Tumult Synthetics API reference#

Note

PRO The features described in this page are only available on a paid version of the Tumult Platform. If you would like to hear more, please contact us at info@tmlt.io.

Tumult Synthetics is a differentially private synthetic data generator. It relies on Tumult Analytics to specify privacy guarantees, and provides the tmlt.synthetics.generate_synthetic_data() method to perform the synthetic data generation.

Caution

The public API of Tumult Synthetics is still under active development, and will change over upcoming releases.

Below is a minimal example for synthetic data generation. A more detailed introduction to Tumult Synthetics can be found in the tutorial tutorial, and in the optimization guide.
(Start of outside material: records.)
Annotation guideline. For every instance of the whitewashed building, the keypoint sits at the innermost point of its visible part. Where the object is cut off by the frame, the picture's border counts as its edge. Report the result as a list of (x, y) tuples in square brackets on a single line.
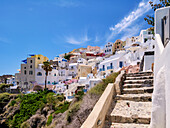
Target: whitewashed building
[(108, 48)]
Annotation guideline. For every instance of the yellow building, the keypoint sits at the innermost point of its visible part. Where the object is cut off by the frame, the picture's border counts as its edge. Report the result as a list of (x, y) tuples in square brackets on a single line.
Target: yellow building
[(84, 70), (39, 59)]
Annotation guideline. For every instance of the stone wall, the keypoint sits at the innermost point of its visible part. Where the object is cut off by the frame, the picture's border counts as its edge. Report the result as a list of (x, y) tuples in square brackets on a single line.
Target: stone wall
[(96, 119), (161, 103)]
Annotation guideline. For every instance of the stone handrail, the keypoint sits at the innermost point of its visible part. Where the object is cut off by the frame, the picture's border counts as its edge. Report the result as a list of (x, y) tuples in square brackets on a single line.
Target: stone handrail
[(96, 118)]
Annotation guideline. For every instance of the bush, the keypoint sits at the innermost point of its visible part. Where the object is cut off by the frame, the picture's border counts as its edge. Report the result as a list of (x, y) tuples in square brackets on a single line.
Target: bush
[(49, 121), (99, 88), (30, 103), (4, 86), (62, 108), (12, 103), (72, 110), (25, 125), (4, 97)]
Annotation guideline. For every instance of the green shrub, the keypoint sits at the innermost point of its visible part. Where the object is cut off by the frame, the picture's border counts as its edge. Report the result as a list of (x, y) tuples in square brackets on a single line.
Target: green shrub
[(72, 110), (4, 86), (12, 103), (25, 125), (62, 107), (49, 121), (4, 97), (99, 88)]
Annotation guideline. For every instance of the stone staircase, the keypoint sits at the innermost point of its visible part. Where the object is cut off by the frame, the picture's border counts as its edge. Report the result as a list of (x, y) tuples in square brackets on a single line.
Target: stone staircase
[(133, 107)]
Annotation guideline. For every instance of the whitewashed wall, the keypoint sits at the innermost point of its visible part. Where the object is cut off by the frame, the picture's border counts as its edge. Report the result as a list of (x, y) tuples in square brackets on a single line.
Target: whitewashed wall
[(161, 95)]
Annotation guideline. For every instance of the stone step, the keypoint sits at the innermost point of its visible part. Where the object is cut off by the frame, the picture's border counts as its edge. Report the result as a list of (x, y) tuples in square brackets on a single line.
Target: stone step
[(139, 77), (147, 97), (137, 85), (137, 90), (148, 81), (129, 125), (131, 112)]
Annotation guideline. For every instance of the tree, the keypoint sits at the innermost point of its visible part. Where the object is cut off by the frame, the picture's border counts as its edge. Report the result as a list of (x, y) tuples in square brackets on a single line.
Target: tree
[(47, 67), (162, 3), (67, 56)]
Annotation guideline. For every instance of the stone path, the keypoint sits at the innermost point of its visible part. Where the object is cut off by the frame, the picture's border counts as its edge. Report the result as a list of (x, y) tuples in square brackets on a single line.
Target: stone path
[(133, 107)]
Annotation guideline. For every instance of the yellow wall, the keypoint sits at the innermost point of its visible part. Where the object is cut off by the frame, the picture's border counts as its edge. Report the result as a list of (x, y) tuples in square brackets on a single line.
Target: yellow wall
[(39, 61)]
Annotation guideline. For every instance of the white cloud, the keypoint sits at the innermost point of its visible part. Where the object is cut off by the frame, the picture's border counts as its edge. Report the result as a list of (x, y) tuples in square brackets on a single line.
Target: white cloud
[(127, 21), (129, 32), (77, 41)]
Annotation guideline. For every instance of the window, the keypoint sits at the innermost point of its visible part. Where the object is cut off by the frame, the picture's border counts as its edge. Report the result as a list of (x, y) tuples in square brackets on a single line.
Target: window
[(39, 74), (145, 40), (120, 64), (25, 72), (30, 72)]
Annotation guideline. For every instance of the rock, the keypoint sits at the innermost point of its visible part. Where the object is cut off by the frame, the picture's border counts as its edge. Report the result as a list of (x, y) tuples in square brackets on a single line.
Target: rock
[(37, 121)]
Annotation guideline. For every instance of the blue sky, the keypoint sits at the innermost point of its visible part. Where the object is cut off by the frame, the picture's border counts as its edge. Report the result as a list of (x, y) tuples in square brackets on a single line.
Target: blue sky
[(52, 27)]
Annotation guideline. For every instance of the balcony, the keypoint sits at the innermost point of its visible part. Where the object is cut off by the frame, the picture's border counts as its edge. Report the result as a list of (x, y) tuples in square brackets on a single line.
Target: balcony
[(109, 67)]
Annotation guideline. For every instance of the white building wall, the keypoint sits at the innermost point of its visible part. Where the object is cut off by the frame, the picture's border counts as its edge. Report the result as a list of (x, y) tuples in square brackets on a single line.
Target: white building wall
[(161, 94), (148, 60)]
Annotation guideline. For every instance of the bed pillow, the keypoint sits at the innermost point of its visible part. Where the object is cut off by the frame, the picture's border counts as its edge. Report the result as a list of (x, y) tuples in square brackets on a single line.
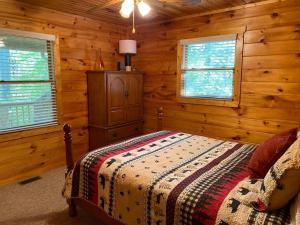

>>> from pyspark.sql import SparkSession, Row
>>> from tmlt.synthetics import (
...     generate_synthetic_data,
...     Count,
...     Sum,
...     FixedMarginals,
...     ClampingBounds,
... )
>>> from tmlt.analytics import ApproxDPBudget, AddRowsWithID, KeySet, Session
>>> import pandas as pd
>>>
>>> spark = SparkSession.builder.getOrCreate()
>>>
>>> # Create toy data
>>> data = [
...     Row(id=1, state='California', city='San Francisco', gender='Male', age=25, occupation='Engineer', salary=100000),
...     Row(id=2, state='California', city='Sunnyvale', gender='Female', age=30, occupation='Teacher', salary=70000),
...     Row(id=3, state='Washington', city='Seattle', gender='Other', age=40, occupation='Doctor', salary=150000),
...     Row(id=4, state='California', city='San Francisco', gender='Male', age=35, occupation='Unemployed', salary=0),
... ]
>>> df = spark.createDataFrame(data)
>>>
>>> # Define keysets and domain
>>> state_city_df = pd.DataFrame(
...     [("California", "San Francisco"), ("California", "Sunnyvale"), ("Washington", "Seattle")],
...     columns=["state", "city"]
... )
>>> keyset = (
...     KeySet.from_dataframe(spark.createDataFrame(state_city_df))
...     * KeySet.from_dict({"gender": ["Male", "Female", "Other"]})
...     * KeySet.from_dict({"age": list(range(18, 101))})
...     * KeySet.from_dict({"occupation": ["Engineer", "Teacher", "Doctor", "Unemployed"]})
... )
>>> clamping_bounds = ClampingBounds({"salary": (0, 200000)})
>>>
>>> # Define measurement strategies
>>> measurement_strategies = [
...     FixedMarginals(marginals=[
...         Count(groupby_columns=['state', 'city']),
...         Count(groupby_columns=['age']),
...         Count(groupby_columns=['gender', 'occupation']),
...         Sum(groupby_columns=['state', 'occupation'], measure_column='salary')
...     ])
... ]
>>>
>>> # Set up the session
>>> session = (
...     Session.Builder()
...     .with_privacy_budget(ApproxDPBudget(epsilon=100, delta=0))
...     .with_private_dataframe("protected_data", df, AddRowsWithID(id_column="id"))
...     .build()
... )
>>>
>>> # Generate synthetic data
>>> synthetic_data = generate_synthetic_data(
...     session=session,
...     source_id="protected_data",
...     keyset=keyset,
...     measurement_strategies=measurement_strategies,
...     clamping_bounds=clamping_bounds,
...     max_rows_per_id=1
... )
>>>
>>> # Access the synthetic data
>>> synthetic_data.show(5)  
+----------+-------------+------+---+----------+------------------+
|     state|         city|gender|age|occupation|            salary|
+----------+-------------+------+---+----------+------------------+
|California|San Francisco|Female| 40|   Teacher|27883.202202662666|
|California|San Francisco|  Male| 30|  Engineer|40116.144665117616|
|California|    Sunnyvale|  Male| 35|Unemployed|20954.157816173778|
|Washington|      Seattle| Other| 25|    Doctor| 226830.4953160459|
+----------+-------------+------+---+----------+------------------+

Specifying metadata#

Before synthetic data generation, users must specify metadata about the input data: possible values for each column using the KeySet or BinningSpec classes, and clamping bounds for numeric columns using the classes below.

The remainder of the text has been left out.